Wouldn't it be better for the API to be built to handle chunks and therefore work with streaming scenarios as well?

But I assume the int span length was consciously chosen... Unfortunately, I did not readily find a discussion about that but I would be interested to read it if somebody has a url to it at hand.

If I understand correctly, the problem here would be more with Memory<T> than with Span<T>:

The current version of Memory<T> packs nicely into 16 bytes on x64, while Span<T> seems to have room for replacing the int _length by IntPtr _length and still fitting into 8/16 bytes.
However, increasing the Lenght property of Span<T> requires doing the same with Memory<T>.
If I'm not mistaken, increasing the size of Memory<T> (from 16 bytes to 24 bytes) might have consequences on the performance of the code, which would impact everyone. (Not just those of us that are playing with large regions of memory)

It is true that in the case I presented, ReadOnlySequence<T> acts as a valid replacement for a 64 bits-enabled Memory<T> / Span<T>, because all I needed was to copy the data somewhere.
But when you need to read/decode without copying, the API might indeed be less straightforward. 🤔

I suspect though that since Memory<T> is allocated on the heap, the performance impacts would be different than say for Span<T>. Passing a Memory<T> object around shouldn't be any different, so I think the only performance impact would be in creating Span<T>s or maybe the fill routines?

A compelling use case I see with combining memory mapped files with Memory<T>/Span<T> is specifically to enable zero copy databases with only safe C#. It allows for a very understandable and uniform API by being able to present ReadOnly slices as well as ReadWrite slices. This could be combined with data formats such as FlatBuffers which don't require explicit parsing/unpacking to access the data.

Memory is not allocated on the heap (necessarily). It's a struct.

@KrzysztofCwalina, there is no API proposal for MMF Memory/Span overloads, should this issue be converted to api-needs-work. It will help downstream projects (serializers and other data computers etc,) waiting to update to .NET Core 2.1, if MMF also join the Span(t) and Memory(t) club.

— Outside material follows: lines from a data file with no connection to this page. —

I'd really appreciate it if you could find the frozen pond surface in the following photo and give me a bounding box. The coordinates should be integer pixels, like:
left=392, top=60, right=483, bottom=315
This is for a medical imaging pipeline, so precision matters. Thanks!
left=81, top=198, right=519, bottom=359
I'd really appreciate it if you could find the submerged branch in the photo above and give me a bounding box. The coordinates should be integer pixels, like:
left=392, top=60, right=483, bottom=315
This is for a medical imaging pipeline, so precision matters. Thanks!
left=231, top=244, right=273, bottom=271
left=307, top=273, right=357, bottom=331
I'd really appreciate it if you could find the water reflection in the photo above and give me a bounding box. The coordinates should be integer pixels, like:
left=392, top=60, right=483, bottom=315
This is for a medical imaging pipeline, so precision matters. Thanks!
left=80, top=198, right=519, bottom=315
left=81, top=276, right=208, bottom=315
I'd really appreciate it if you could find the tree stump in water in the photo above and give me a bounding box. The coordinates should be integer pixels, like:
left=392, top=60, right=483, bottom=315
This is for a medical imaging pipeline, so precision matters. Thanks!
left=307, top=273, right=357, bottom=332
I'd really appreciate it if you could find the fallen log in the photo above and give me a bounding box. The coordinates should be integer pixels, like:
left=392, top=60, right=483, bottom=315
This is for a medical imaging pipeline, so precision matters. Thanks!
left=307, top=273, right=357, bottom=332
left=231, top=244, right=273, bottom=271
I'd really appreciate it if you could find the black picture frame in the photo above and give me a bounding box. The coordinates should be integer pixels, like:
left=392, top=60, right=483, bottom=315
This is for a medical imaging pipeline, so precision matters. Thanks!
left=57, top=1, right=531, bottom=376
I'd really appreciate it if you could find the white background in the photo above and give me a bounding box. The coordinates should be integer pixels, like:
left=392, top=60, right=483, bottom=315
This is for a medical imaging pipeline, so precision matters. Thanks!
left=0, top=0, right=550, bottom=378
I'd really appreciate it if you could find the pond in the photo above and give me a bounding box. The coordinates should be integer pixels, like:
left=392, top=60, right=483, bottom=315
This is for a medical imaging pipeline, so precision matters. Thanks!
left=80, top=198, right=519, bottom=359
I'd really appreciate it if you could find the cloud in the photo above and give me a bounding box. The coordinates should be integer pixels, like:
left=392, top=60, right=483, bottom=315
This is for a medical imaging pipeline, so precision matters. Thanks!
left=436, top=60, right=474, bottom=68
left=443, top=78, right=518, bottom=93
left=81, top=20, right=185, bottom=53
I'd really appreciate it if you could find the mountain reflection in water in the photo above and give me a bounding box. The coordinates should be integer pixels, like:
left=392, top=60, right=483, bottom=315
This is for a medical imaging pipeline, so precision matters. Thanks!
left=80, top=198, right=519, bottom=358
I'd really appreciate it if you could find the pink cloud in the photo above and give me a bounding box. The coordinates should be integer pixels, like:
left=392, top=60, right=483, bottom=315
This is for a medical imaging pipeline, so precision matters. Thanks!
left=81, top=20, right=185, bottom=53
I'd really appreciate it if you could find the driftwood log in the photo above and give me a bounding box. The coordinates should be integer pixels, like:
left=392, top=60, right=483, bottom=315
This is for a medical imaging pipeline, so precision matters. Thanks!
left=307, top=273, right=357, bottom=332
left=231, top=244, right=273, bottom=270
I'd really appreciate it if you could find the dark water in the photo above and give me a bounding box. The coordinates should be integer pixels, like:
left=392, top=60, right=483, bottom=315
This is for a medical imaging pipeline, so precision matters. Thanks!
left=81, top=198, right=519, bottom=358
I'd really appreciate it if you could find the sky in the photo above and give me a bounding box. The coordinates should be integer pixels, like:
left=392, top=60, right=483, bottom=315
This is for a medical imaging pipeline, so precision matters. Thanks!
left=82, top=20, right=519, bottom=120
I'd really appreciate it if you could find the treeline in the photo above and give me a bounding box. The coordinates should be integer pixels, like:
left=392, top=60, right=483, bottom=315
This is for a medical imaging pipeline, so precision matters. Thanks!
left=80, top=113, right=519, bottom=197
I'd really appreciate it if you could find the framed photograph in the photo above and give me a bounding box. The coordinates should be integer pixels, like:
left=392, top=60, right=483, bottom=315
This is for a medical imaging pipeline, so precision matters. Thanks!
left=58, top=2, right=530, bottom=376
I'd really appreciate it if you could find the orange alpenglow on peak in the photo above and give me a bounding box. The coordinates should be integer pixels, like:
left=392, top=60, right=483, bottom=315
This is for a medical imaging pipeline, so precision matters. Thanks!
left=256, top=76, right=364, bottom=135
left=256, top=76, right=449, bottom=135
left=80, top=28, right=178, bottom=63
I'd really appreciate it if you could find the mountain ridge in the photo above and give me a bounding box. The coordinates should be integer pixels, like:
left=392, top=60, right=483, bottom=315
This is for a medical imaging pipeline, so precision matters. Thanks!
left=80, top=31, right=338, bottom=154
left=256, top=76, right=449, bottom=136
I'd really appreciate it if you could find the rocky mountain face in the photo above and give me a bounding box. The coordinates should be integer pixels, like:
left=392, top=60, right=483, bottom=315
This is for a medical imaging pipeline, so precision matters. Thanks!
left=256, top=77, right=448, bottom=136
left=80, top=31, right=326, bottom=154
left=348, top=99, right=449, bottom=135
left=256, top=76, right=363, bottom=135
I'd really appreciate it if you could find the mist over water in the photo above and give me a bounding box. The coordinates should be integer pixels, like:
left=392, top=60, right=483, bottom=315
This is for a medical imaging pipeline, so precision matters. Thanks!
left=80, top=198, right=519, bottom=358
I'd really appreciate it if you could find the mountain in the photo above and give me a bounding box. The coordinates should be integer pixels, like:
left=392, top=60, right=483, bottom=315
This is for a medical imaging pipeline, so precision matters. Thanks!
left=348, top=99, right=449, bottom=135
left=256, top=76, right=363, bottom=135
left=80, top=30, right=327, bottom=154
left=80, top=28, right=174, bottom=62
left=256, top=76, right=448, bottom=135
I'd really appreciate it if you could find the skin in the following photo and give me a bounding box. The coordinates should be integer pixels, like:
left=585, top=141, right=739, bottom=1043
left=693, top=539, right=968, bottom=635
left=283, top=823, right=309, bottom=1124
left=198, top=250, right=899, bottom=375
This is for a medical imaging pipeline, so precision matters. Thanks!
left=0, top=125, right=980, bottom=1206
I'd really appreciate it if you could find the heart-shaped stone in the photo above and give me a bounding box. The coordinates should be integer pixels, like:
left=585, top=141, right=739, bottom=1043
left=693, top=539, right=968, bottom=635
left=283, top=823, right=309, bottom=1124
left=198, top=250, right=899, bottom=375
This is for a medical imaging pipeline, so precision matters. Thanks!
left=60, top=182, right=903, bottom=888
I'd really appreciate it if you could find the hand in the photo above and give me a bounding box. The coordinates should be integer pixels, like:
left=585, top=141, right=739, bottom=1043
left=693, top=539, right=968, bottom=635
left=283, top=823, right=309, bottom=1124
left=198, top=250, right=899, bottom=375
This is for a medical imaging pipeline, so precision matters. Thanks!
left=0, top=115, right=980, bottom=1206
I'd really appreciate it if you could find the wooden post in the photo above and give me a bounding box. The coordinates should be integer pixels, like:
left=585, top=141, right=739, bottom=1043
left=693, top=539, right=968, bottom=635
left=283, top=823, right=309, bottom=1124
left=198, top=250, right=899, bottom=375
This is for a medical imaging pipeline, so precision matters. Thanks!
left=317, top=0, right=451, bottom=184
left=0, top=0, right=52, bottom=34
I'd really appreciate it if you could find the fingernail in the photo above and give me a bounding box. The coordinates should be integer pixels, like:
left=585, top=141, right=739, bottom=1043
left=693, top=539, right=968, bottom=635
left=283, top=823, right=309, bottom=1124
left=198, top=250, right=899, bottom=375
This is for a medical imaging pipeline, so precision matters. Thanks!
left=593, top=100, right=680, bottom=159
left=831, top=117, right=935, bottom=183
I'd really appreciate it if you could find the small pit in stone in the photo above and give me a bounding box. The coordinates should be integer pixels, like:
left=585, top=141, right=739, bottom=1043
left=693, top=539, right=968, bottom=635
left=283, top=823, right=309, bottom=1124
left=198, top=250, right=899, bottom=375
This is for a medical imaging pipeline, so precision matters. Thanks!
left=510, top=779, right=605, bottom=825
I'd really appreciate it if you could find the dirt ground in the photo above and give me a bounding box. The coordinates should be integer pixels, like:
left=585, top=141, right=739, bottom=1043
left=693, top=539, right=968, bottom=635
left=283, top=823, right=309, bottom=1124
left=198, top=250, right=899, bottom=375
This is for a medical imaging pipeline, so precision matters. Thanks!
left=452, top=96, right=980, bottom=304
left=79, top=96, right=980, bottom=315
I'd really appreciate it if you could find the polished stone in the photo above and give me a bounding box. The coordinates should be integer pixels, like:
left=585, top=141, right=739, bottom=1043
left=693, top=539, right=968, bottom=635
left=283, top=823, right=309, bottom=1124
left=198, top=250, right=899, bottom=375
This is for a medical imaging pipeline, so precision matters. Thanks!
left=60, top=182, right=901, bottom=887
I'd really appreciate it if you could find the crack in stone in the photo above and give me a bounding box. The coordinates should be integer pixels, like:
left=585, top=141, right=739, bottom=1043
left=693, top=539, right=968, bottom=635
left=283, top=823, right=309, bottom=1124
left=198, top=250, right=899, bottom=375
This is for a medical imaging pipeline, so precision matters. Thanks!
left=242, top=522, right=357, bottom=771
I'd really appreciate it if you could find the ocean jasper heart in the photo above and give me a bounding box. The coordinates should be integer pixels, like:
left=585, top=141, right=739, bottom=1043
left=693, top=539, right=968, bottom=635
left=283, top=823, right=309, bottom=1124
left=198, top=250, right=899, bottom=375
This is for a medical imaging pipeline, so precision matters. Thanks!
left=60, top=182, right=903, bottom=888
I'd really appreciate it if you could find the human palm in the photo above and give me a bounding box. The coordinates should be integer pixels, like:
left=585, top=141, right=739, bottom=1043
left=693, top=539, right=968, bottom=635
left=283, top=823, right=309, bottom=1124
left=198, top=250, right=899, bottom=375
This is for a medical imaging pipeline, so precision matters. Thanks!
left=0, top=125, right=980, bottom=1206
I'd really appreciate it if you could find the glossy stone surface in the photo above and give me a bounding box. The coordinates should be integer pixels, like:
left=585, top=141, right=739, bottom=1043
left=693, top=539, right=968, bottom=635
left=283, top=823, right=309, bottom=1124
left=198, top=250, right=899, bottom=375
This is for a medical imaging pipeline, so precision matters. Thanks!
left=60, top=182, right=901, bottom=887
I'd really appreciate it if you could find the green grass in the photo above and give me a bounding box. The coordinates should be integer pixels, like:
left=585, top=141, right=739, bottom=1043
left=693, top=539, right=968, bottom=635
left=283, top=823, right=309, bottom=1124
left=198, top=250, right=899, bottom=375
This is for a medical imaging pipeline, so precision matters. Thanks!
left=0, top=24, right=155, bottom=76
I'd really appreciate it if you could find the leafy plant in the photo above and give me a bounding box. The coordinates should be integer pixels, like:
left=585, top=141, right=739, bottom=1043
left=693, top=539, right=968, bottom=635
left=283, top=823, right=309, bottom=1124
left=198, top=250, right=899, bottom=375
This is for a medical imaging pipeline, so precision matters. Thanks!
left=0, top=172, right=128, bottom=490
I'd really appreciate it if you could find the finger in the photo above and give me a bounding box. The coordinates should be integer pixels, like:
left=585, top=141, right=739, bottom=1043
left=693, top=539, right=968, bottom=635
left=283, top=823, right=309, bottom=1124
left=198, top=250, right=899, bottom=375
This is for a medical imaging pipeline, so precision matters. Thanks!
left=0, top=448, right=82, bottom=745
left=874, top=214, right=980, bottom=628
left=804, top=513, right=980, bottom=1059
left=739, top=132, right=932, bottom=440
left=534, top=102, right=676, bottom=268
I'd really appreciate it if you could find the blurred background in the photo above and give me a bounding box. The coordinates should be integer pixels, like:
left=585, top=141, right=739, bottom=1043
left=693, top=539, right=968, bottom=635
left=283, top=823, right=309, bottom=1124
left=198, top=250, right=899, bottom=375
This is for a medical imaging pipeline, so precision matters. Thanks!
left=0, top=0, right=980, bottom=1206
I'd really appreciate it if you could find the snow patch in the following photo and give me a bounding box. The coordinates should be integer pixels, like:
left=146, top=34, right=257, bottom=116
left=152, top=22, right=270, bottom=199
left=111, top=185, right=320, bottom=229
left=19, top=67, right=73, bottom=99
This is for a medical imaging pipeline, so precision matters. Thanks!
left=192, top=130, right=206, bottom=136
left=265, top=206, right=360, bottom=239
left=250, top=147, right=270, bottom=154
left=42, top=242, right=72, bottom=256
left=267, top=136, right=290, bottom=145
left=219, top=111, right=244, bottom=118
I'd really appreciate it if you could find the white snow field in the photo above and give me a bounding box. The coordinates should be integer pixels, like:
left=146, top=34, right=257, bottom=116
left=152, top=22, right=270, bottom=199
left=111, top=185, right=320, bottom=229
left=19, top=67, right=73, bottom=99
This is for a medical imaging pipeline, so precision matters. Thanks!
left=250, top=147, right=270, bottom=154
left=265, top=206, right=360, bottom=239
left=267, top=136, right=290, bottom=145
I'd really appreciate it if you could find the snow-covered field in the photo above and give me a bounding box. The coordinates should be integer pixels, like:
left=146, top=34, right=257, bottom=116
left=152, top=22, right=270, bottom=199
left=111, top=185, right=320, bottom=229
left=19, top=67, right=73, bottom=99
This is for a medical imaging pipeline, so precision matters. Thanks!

Thanks!

@kasper3, please open a separate issue for adding span support to MMF. This issue was about Memory's length property not being able to deal with large files.

@kasper3 @KrzysztofCwalina is there a separate issue for MMF/Span? I was not able to find it and is not linked here.

I am not aware.

@attilah, related https://github.com/dotnet/corefx/issues/29562#issuecomment-388182098 and overarching idea https://github.com/dotnet/corefx/issues/30174.
In case of MemoryMappedFile.CreateFromMemory, the file IO operation due to every .WriteX(..) would need to be replaced by memory IO operation. Use-case i was thinking was; user downloaded data file and without persisting to filesystem, file can be mapped to memory and sent back on wire. If you have better ideas how the API should be structured in terms of competing/related proposals, please send a proposal.

Sorry to be late to this, but it is not very clear to me from the above what is currently the recommended way to turn a MemoryMappedFile into a ReadOnlySequence<byte> (or ReadOnlySpan<byte>)?

sakno commented

@miloush , you can use third-party library. ReadOnlySequenceAccessor is probably what you need.